When you are deconditioned, your body does not make these changes correctly when you change position. The hallmark of deconditioning is reduced orthostatic tolerance. This means that when you change position, your body does not compensate correctly to maintain necessary blood pressure and adequate blood supply to the brain. Deconditioned patients often do not have sufficient blood volume to maintain blood pressure when standing. When they stand, their heart pumps out less blood than normal, so the heart starts beating faster to compensate. When it beats too fast, it is called tachycardia.

In addition to inability to maintain blood pressure correctly when changing positions, deconditioned patients also exhibit decreased blood volume pumped out by the heart, atrophy of heart muscle and decreased maximum oxygen consumption. These patients often have other forms of vascular dysfunction, diminished neurologic reflexes and reduced ability to exercise. A number of other systems are affected by deconditioning.

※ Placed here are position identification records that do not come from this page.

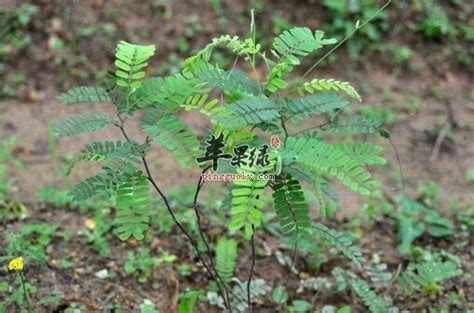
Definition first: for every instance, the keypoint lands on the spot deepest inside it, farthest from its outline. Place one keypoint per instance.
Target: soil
(442, 88)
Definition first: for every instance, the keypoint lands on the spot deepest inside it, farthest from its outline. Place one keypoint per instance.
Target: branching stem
(175, 220)
(252, 267)
(203, 237)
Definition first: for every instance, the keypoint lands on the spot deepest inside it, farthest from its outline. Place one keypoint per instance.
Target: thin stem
(181, 227)
(356, 28)
(25, 292)
(173, 216)
(203, 237)
(252, 266)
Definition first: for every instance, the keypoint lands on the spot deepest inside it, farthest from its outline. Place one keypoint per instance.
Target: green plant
(243, 109)
(425, 276)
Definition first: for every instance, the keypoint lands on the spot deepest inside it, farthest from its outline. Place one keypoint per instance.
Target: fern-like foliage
(170, 91)
(124, 158)
(233, 81)
(316, 155)
(200, 60)
(226, 258)
(288, 46)
(110, 150)
(204, 105)
(132, 206)
(424, 276)
(312, 105)
(104, 181)
(299, 41)
(341, 241)
(356, 124)
(84, 94)
(323, 84)
(290, 205)
(364, 152)
(249, 111)
(246, 199)
(175, 136)
(130, 62)
(83, 123)
(373, 301)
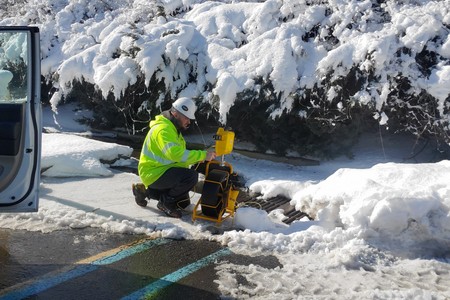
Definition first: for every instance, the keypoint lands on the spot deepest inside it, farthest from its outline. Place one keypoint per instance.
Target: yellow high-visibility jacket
(164, 147)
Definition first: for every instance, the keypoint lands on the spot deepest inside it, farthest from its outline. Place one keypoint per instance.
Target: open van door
(20, 118)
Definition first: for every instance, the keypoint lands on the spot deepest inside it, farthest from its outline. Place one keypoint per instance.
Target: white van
(20, 119)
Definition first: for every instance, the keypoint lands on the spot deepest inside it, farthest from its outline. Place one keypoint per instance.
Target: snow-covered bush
(312, 65)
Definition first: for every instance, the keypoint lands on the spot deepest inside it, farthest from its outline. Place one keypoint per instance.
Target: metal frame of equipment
(219, 194)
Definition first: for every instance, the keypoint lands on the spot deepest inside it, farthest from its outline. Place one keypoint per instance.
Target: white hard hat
(186, 106)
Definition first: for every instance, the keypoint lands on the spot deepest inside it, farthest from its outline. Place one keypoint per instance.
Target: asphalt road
(91, 264)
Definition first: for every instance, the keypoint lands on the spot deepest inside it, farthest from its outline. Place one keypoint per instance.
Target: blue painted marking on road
(173, 277)
(52, 280)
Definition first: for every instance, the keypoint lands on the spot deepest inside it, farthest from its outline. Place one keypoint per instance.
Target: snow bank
(68, 155)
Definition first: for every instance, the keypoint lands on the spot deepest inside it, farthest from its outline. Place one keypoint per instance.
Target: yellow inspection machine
(219, 194)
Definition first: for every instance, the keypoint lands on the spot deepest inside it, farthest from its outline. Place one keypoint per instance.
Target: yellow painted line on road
(80, 268)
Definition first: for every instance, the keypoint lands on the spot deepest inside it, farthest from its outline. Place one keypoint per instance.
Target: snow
(381, 222)
(228, 45)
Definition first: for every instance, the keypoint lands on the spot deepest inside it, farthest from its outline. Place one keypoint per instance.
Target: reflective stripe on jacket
(164, 147)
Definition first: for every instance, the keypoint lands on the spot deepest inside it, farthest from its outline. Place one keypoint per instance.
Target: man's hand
(210, 155)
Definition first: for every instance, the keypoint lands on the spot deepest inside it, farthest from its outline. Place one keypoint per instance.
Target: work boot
(167, 204)
(139, 193)
(183, 201)
(153, 194)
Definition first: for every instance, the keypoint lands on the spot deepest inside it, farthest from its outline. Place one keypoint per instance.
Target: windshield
(13, 67)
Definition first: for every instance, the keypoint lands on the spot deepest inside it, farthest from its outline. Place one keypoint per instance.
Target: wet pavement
(91, 264)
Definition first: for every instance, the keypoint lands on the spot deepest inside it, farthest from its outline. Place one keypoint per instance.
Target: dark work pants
(176, 182)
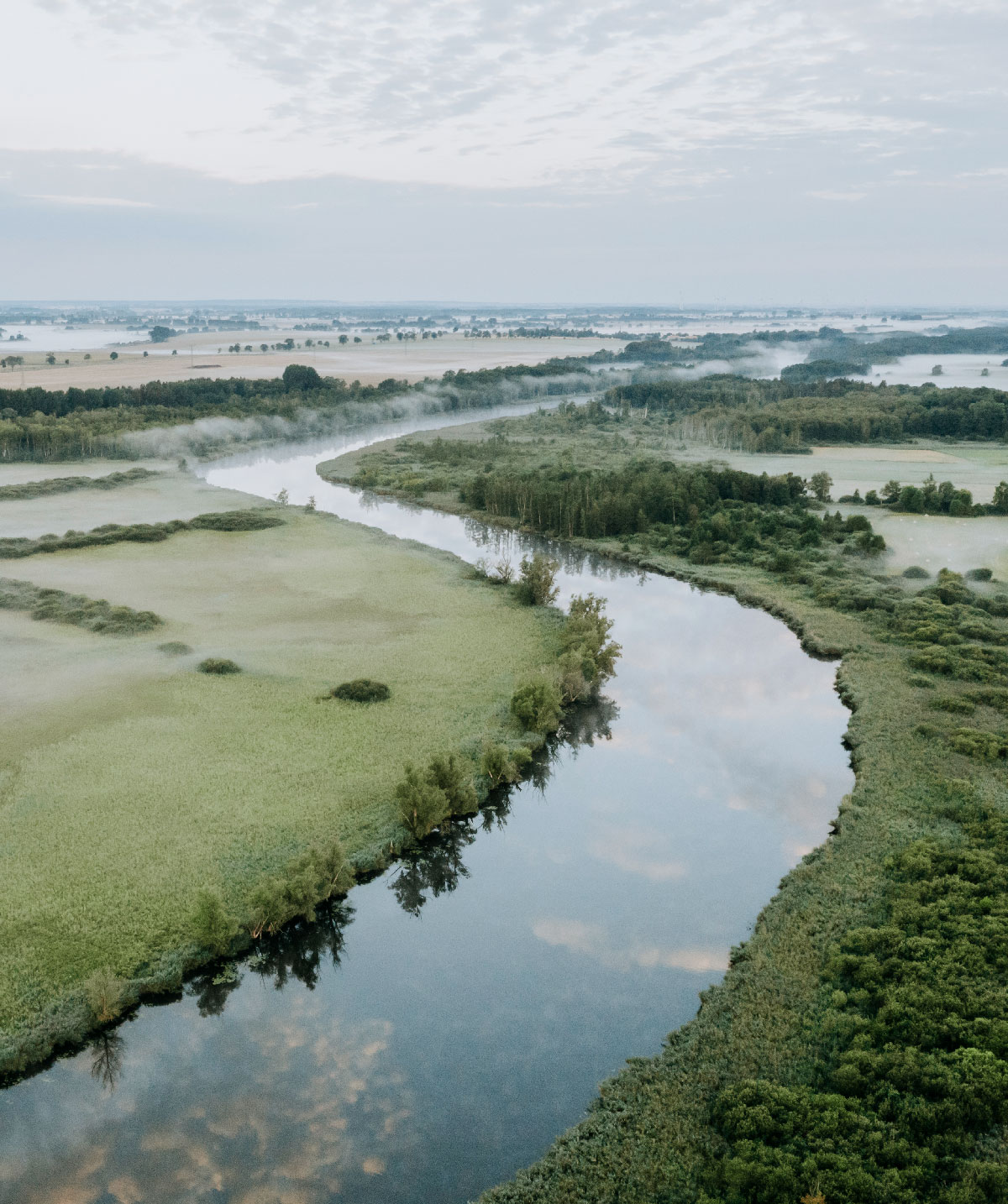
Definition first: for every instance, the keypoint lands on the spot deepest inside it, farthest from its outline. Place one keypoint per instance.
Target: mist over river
(436, 1031)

Though prolonged bed rest is the model with which deconditioning is most often associated, there is significant evidence that chronically ill patients may often be deconditioned, including those with chronic lower back pain, chronic fatigue syndrome, and rheumatoid arthritis.

References:

Munsterman et al. Are persons with rheumatoid arthritis deconditioned? A review of physical activity and aerobic capacity. BMC Musculoskeletal Disorders 2012, 13:202

Eric J. Bousema, Jeanine A. Verbunt, Henk A.M. Seelen, Johan W.S. Vlaeyen, J. Andre Knottnerus. Disuse and physical deconditioning in the first year after the onset of back pain. Pain 130 (2007) 279–286.

De Lorenzo, H. Xiao, M. Mukherjee, J. Harcup, S. Suleiman, Z. Kadziola and V.V. Kakkar. Chronic fatigue syndrome: physical and cardiovascular deconditioning. Q J Med 1998; 91:475–481.

Hasser, E. M. And Moffitt, J. A. (2001), Regulation of Sympathetic Nervous System Function after Cardiovascular Deconditioning. Annals of the New York Academy of Sciences, 940: 454–468.